Quem pode participar

A coleta é indicada principalmente para familiares biológicos da pessoa desaparecida, seguindo esta ordem de preferência:

  • pai ou mãe biológicos;
  • filhos biológicos, preferencialmente acompanhados do outro genitor;
  • irmãos biológicos, filhos do mesmo pai e da mesma mãe.

Outros parentes também podem ser avaliados individualmente pelos especialistas. Menores de idade podem participar desde que estejam acompanhados e tenham autorização do responsável legal.

A coleta é simples e geralmente feita com um cotonete ou uma pequena esponja passada na parte interna da bochecha. Em determinadas situações, pode ser utilizada uma gota de sangue retirada do dedo. Não é necessário estar em jejum.

Quem já realizou a coleta em campanhas anteriores não precisa repetir o procedimento, pois os perfis continuam armazenados e sendo comparados com novos registros.

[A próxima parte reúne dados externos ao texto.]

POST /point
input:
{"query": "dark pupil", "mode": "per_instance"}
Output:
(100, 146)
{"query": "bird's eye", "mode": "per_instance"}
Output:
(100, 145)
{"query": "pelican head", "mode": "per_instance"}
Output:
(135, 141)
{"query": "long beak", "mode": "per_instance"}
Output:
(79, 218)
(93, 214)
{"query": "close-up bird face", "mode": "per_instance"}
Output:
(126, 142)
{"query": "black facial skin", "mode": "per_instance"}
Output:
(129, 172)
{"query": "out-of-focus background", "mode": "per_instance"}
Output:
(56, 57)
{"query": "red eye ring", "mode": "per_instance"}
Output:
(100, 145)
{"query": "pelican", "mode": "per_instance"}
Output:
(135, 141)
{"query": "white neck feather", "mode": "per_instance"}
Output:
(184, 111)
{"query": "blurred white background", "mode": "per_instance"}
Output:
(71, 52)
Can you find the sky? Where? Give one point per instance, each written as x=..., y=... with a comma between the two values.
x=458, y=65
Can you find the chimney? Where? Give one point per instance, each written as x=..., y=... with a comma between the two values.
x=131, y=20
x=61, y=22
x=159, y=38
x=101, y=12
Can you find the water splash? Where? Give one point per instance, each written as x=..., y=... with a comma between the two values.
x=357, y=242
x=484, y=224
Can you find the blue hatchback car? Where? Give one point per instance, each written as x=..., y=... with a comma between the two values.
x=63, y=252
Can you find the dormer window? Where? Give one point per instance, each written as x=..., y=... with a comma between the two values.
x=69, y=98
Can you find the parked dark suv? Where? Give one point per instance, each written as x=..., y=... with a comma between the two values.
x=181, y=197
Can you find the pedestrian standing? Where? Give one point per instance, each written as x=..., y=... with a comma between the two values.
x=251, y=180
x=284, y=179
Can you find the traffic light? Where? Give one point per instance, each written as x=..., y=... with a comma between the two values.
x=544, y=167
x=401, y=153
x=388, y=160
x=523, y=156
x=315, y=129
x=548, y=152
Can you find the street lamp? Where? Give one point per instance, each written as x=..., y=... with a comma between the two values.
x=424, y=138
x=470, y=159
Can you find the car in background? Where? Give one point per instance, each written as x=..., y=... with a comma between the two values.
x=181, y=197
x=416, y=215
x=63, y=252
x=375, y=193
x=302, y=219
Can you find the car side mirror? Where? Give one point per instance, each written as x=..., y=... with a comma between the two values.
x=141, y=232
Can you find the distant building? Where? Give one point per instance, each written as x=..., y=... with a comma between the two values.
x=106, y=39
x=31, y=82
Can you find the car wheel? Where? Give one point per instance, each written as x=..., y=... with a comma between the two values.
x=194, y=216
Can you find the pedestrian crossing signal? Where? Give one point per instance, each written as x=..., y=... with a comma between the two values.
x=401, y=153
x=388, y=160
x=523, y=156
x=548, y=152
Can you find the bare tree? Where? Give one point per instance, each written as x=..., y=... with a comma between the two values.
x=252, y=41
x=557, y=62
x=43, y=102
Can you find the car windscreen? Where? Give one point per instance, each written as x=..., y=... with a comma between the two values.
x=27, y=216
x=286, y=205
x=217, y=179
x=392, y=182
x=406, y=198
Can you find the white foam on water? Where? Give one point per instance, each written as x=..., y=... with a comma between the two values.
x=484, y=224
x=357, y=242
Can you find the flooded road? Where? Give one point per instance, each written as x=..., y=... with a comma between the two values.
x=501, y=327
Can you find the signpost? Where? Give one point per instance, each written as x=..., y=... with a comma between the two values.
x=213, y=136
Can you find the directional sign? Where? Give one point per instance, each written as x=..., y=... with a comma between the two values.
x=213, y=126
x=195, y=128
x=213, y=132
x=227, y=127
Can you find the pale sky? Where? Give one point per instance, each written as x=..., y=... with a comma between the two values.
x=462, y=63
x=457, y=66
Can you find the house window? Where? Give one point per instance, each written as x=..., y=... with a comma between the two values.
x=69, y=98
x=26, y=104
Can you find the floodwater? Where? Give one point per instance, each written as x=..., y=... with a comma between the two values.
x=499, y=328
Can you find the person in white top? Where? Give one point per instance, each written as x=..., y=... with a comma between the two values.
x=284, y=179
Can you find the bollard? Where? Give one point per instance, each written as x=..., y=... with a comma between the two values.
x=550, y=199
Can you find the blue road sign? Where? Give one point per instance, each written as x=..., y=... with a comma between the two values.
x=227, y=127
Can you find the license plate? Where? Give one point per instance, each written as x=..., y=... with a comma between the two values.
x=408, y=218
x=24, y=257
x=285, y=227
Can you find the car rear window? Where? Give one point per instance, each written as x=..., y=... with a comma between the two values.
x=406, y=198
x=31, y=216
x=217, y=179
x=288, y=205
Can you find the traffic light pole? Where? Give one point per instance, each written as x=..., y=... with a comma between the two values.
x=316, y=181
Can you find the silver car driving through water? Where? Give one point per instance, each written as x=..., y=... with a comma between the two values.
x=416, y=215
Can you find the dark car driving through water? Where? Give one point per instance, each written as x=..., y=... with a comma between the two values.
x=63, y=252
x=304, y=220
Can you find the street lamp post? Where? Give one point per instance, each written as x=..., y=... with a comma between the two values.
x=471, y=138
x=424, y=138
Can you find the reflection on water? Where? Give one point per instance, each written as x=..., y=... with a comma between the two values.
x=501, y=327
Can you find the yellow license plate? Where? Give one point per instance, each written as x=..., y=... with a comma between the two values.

Pontos de coleta em Rondônia

Em Rondônia, a campanha conta com unidades em oito municípios. Confira os locais:

Porto Velho

  • Instituição: Instituto de DNA Criminal - POLITEC
  • Endereço: Avenida Pinheiro Machado, nº 1858, bairro São Cristóvão, Porto Velho (RO), CEP 76820-838.

Ariquemes

  • Instituição: Coordenadoria Regional de Criminalística de Ariquemes
  • Endereço: Avenida Tancredo Neves, esquina com a Rua Novo Horizonte, s/n, bairro Bella Vista, CEP 76871-453.

Jaru

  • Instituição: Coordenadoria Regional de Criminalística de Jaru
  • Endereço: Delegacia Regional, Rua Raimundo Cantanhede, nº 836, Setor II, CEP 76890-000.

Ji-Paraná

  • Instituição: Coordenadoria Regional de Criminalística de Ji-Paraná
  • Endereço: Rua 31 de Março, nº 1399, bairro Jardim Presidencial, CEP 76901-027.
  • Telefone: (69) 3212-8161.

São Miguel do Guaporé

  • Instituição: Coordenadoria Regional de Criminalística de São Miguel do Guaporé
  • Endereço: Rua Gov. Jorge Teixeira, nº 611, bairro Novo Oriente, CEP 76932-000.

Rolim de Moura

  • Instituição: Coordenadoria Regional de Criminalística de Rolim de Moura
  • Endereço: Rua Rio Verde, nº 4678, Centro, CEP 76940-000.

Cacoal

  • Instituição: Coordenadoria Regional de Criminalística de Cacoal
  • Endereço: Avenida Juscimeira, nº 215, bairro Novo Horizonte, CEP 78962-044.

Vilhena

  • Instituição: Coordenadoria Regional de Criminalística de Vilhena
  • Endereço: Rua Luiz Maziero, nº 4650, Jardim América, Unisp, CEP 76980-702.

Guajará-Mirim

  • Instituição: Coordenadoria Regional de Criminalística de Guajará-Mirim
  • Endereço: Avenida Duque de Caxias, nº 1720, bairro 10 de Abril, CEP 76850-000.
  • Telefone: (69) 3216-8853.

A campanha é uma oportunidade para familiares de pessoas desaparecidas contribuírem com informações genéticas que podem ser utilizadas em futuras comparações. Para participar, é necessário que o desaparecimento tenha sido formalmente registrado pelas autoridades competentes.